Tech employment in the U.S. has reached about 11.5 million workers, adding about 200,000 jobs annually, according to ComTIA's Cybserstates 2018 report. "Technology occupations" are driving job growth and jobs in software accounted for one-third of jobs from 2010 to 2017.
California accounts for almost one-fourth of the "national tech sector payroll" and nearly 20% of tech workers, according to the report. Technology wages in California far exceed the national average for tech salaries, $112,900, with an average annual wage of almost $170,000. And because the state accounts for such a large amount of tech sector employment, it significantly increases the national average of technology wages.
California, Texas and New York have the highest tech-related employment. Of the Big Apple's 639,500 tech jobs, 82,400 serve as software and web developers, according to the report.
Though Silicon Valley is the mothership of tech innovation and talent, tech jobs continue to span across the U.S. The cost of living on the golden coast is swaying potential hires elsewhere, leading some workers to migrate to other tech havens, such as Seattle, Austin, TX, and Washington D.C.
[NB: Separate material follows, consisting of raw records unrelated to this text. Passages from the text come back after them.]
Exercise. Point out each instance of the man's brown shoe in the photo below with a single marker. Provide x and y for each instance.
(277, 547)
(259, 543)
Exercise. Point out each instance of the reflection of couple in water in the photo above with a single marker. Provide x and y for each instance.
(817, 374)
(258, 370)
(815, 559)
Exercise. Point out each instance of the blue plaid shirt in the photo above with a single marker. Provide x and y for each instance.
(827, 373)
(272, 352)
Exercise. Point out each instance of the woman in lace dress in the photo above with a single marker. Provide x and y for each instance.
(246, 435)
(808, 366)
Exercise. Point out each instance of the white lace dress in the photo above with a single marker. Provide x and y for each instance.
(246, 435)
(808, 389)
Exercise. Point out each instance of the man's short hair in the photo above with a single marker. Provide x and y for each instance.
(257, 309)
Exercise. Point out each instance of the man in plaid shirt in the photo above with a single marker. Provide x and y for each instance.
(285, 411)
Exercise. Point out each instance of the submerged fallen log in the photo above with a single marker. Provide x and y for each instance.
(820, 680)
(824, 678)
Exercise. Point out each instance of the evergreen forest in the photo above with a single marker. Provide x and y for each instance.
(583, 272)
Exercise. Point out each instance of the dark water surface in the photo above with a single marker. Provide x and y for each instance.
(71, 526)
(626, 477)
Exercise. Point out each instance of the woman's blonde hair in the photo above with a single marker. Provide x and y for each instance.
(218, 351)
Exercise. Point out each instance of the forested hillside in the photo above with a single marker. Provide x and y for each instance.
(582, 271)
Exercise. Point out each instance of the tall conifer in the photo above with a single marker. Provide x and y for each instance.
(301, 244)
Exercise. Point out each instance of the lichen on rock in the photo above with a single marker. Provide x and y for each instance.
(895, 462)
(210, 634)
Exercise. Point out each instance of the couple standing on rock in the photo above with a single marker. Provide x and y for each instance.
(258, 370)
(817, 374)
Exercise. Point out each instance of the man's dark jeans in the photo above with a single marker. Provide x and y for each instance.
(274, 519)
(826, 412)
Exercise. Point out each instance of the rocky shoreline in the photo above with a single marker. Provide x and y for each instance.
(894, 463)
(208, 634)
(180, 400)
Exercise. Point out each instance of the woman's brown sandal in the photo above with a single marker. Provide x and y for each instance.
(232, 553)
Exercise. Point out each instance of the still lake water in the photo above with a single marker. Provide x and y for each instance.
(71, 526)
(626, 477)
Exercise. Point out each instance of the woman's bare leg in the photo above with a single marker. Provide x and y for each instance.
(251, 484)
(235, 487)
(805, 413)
When adjusted for the cost of living in the Bay Area, cities like Austin followed by Seattle outpace salaries in Silicon Valley. The cost is driving away 41% of tech workers who feel they are under-compensated compared to the cost of living.
But there will always be a need for tech talent, especially in software development. Already the development field has a low turnover rate and when the average salary is $111,640, it's not hard to understand why.
Still, despite tech professionals continuing to enter the workforce, there are deterrents that could hinder the hiring process. Applicants want a "clearly defined" job description coupled with an employer's willingness to listen.